Quando Luciano Juba balançou as redes nos acréscimos e transformou a virada do Santos em um decepcionante empate de 2 a 2 com o Bahia, a Vila Belmiro não calou — xingou. Com 8.796 torcedores nas arquibancadas neste domingo (6), o estádio que já viu Pelé fazer história virou palco de uma crise técnica que acelera a cada rodada: Pedro Caixinha está sob pressão máxima após dois jogos no Brasileirão, nenhuma vitória e um retrospecto que a diretoria santista não quer mais tolerar.
O jogo que resume a crise
O Santos chegou a virar o placar na segunda etapa, graças a gols de Thaciano e Diego Pituca, após sair atrás com gol de Erick na primeira etapa. Mas o empate cedido nos acréscimos, combinado com a derrota para o Vasco na estreia, deixou o Peixe na 16ª colocação com apenas um ponto. O Bahia, que entrou em campo com time misto montado por Rogério Ceni visando a Libertadores, terminou na 13ª posição com dois pontos — um número que já diz tudo sobre o nível de exigência no Santos.
A análise do SportNavo sobre as atuações revela um time sem identidade coletiva. O melhor jogador em campo foi Rollheiser, que recebeu notas entre 6,5 e 7,0 nas avaliações especializadas e, segundo os veículos que acompanharam a partida, foi o único que "brigou sozinho na frente" tentando criar jogadas. Na contramão, Luisão recebeu nota 4,0 — a pior da equipe — após erros graves que contribuíram diretamente para o primeiro gol do Bahia, quando Luciano Juba foi liberado pela defesa falha do zagueiro. Tiquinho Soares, o centroavante titular, acumula mais uma partida sem gols e atuações abaixo de 5,0 em duas rodadas consecutivas.
Caixinha na corda bamba — e a torcida que já não aguenta
No intervalo, com o Santos perdendo por 1 a 0, Caixinha tirou Barreal e Rollheiser — justamente os jogadores que tinham mais participação ofensiva — e colocou Soteldo e Thaciano. A decisão foi imediatamente rechaçada pelas arquibancadas: o técnico português foi chamado de "burro" pelos torcedores presentes na Vila Belmiro. A ironia é que as substituições funcionaram taticamente — o Santos virou para 2 a 1 na segunda etapa —, mas o gol sofrido nos acréscimos apagou qualquer argumento favorável ao treinador.
"A reação do Santos veio depois de críticas a Pedro Caixinha. O treinador foi xingado e chamado de burro após tirar Barreal e Rollheiser no intervalo, mas Soteldo e Thaciano entraram bem e mudaram a partida. Nos acréscimos, porém, esse cenário favorável foi apagado", descreveu o UOL Esporte em cobertura do confronto.

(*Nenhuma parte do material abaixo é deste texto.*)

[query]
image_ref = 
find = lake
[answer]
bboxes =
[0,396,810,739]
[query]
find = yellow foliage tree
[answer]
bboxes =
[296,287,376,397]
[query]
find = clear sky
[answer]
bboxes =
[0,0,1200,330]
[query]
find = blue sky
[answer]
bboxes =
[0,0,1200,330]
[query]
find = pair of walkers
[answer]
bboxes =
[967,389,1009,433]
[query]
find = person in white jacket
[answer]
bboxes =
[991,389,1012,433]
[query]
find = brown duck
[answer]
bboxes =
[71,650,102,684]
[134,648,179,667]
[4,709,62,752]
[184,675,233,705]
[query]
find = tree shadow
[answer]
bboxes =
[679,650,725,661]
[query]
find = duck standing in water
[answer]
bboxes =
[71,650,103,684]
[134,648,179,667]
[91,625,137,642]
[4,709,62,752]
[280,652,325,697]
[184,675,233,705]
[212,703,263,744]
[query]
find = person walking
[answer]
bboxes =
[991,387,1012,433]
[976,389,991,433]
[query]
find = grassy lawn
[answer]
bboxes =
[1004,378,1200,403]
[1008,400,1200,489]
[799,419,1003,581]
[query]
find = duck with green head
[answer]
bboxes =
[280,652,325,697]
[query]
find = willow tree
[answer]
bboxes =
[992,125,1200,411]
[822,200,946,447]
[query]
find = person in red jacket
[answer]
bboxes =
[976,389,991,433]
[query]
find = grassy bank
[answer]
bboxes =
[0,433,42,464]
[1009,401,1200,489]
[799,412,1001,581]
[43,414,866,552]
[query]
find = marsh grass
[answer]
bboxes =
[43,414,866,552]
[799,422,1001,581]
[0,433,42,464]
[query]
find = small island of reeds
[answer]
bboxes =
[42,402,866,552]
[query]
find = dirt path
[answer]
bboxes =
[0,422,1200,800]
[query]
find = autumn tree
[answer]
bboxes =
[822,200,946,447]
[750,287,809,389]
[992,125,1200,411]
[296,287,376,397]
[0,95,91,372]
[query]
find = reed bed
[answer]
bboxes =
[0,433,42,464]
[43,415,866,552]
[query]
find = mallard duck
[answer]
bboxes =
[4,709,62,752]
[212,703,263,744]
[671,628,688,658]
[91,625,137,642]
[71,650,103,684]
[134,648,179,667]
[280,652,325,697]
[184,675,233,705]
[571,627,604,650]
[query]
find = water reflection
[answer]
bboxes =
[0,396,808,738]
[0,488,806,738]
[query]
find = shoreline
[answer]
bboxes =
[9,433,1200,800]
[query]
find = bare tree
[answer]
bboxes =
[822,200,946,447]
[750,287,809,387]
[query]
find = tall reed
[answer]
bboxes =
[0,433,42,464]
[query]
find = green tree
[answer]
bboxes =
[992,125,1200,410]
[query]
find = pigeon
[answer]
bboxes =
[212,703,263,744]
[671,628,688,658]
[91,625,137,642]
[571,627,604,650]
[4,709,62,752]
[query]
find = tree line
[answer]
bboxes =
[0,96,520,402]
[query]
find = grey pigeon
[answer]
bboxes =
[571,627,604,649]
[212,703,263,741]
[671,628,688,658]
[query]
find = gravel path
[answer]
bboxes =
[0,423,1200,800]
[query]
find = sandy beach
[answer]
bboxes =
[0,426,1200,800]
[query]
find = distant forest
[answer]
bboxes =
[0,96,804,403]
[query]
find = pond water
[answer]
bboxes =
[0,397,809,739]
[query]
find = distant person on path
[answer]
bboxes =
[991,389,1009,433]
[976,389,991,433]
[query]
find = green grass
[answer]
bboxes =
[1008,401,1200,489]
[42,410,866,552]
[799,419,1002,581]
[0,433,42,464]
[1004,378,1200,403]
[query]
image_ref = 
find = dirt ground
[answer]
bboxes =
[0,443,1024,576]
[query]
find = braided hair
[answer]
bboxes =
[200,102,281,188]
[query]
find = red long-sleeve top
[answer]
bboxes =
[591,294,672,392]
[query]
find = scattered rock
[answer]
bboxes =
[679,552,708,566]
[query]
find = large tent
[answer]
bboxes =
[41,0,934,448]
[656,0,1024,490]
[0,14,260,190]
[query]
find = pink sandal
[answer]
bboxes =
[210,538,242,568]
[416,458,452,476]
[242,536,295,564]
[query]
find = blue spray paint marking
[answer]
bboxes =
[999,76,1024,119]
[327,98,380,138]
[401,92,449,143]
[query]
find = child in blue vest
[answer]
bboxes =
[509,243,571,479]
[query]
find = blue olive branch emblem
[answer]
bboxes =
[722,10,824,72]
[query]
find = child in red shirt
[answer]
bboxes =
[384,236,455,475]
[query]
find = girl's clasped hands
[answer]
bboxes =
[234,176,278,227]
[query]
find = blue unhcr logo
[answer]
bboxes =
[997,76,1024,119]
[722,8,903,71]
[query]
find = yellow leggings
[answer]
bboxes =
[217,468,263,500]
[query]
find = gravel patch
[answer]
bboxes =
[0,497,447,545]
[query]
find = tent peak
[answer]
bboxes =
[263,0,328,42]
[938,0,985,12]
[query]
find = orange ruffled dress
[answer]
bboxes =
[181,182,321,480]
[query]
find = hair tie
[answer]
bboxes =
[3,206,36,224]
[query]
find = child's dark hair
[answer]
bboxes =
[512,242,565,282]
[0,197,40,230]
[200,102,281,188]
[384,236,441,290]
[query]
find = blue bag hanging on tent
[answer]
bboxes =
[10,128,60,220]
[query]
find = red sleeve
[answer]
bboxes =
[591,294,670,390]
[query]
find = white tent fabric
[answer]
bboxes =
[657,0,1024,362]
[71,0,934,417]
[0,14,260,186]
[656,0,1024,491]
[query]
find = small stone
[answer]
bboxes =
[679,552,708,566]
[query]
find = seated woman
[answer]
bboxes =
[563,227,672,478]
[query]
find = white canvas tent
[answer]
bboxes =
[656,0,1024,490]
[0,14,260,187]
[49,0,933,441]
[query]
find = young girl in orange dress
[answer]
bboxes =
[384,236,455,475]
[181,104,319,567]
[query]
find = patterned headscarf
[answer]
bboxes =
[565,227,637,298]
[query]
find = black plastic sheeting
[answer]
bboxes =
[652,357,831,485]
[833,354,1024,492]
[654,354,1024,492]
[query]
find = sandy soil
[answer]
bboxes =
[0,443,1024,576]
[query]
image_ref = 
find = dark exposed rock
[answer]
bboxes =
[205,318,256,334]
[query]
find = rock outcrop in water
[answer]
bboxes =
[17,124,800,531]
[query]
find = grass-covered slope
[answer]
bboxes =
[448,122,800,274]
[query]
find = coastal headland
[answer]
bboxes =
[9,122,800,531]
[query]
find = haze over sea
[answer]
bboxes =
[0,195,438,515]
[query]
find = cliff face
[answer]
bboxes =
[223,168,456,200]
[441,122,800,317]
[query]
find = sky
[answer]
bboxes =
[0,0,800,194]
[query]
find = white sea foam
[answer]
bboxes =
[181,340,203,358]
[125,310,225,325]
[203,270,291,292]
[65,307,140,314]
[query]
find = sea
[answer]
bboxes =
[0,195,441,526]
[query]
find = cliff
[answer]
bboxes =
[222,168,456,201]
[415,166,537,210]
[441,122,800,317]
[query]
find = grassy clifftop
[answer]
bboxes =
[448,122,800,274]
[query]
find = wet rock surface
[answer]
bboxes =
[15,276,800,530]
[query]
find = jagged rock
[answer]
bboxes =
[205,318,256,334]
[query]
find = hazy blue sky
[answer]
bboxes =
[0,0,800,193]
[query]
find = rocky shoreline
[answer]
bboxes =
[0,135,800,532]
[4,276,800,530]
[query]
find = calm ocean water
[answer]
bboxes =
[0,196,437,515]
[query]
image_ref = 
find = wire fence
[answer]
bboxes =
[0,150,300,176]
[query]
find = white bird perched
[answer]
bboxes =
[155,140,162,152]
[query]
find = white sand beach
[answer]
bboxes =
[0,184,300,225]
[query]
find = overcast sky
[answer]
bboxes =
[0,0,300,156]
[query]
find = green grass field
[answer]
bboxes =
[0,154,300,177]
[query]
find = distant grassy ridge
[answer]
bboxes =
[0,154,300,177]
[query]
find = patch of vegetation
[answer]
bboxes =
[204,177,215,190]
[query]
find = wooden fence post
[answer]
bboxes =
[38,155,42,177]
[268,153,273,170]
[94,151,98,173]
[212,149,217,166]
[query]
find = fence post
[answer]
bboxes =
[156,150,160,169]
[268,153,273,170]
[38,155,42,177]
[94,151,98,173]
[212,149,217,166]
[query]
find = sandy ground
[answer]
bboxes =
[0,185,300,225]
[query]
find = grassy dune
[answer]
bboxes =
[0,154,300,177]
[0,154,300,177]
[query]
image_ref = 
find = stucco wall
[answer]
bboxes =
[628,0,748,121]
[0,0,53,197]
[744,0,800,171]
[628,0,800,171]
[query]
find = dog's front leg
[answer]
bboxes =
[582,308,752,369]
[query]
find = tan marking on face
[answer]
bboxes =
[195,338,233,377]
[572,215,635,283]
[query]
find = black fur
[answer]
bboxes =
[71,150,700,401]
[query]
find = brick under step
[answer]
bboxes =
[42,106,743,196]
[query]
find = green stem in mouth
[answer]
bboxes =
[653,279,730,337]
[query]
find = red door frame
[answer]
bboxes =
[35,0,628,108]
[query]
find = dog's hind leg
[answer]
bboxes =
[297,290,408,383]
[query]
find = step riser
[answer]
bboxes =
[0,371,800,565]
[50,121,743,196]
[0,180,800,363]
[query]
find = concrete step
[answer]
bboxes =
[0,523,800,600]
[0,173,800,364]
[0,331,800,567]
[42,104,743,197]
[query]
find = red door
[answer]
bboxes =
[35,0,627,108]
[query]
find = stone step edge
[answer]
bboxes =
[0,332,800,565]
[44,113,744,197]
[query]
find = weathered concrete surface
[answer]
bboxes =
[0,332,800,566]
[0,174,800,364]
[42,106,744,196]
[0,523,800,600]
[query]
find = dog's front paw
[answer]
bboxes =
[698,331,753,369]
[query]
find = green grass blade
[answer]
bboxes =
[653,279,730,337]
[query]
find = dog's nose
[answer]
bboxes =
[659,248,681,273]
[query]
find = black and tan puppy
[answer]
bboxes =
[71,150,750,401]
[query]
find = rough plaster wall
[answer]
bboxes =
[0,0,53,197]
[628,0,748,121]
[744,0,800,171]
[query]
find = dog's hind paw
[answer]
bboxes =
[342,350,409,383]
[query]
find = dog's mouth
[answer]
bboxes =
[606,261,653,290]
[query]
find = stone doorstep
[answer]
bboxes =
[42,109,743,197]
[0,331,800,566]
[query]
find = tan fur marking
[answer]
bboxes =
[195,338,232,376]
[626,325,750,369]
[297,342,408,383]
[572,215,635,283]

Não foi só a torcida. A diretoria do Santos cobrava abertamente uma vitória após a estreia com derrota para o Vasco. O empate contra um Bahia que poupou titulares para a Libertadores não satisfaz nenhum critério mínimo de desempenho esperado para um clube que retornou à Série A com obrigação de se firmar rapidamente na tabela.
A polêmica do VAR e o contexto fora de campo
O jogo também teve uma controvérsia arbitral que movimentou as redes sociais. O árbitro Alex Gomes Stefano marcou pênalti para o Bahia após entender que houve toque de mão de Erick Pulga dentro da área. O VAR interveio e reverteu a decisão ao constatar que a bola havia tocado no rosto do atacante, não no braço. A web ironizou a marcação inicial com comentários como "graças a Deus tem VAR", segundo cobertura do Lance. Para o Santos, o episódio não gerou consequência prática — mas ilustra o nível de tensão em torno de qualquer lance do jogo.
Neymar apareceu brevemente na Vila Belmiro, entrou no vestiário para conversar com o elenco e retornou para casa sem participar da partida. O craque deve ficar à disposição para o próximo jogo, contra o Fluminense, o que pode ser a última cartada da diretoria para segurar Caixinha no cargo — ou a confirmação de que a troca se torna inevitável caso o resultado não venha.
Os próximos jogos que decidem o futuro do técnico
A avaliação do SportNavo aponta que Caixinha provavelmente tem, no máximo, dois jogos para apresentar resposta concreta: contra o Fluminense no próximo domingo e, eventualmente, na sequência do calendário. Dois jogos sem vitória numa fase inicial do Brasileirão já colocam o Santos em zona de rebaixamento, e a estrutura do clube — que precisou reconquistar a elite nacional — não comporta um início de temporada claudicante.
O Santos enfrenta o Fluminense no próximo domingo, precisando vencer para sair da zona de rebaixamento e dar a Caixinha o mínimo de respiro diante de uma diretoria que, ponto a ponto, reduz sua margem de manobra.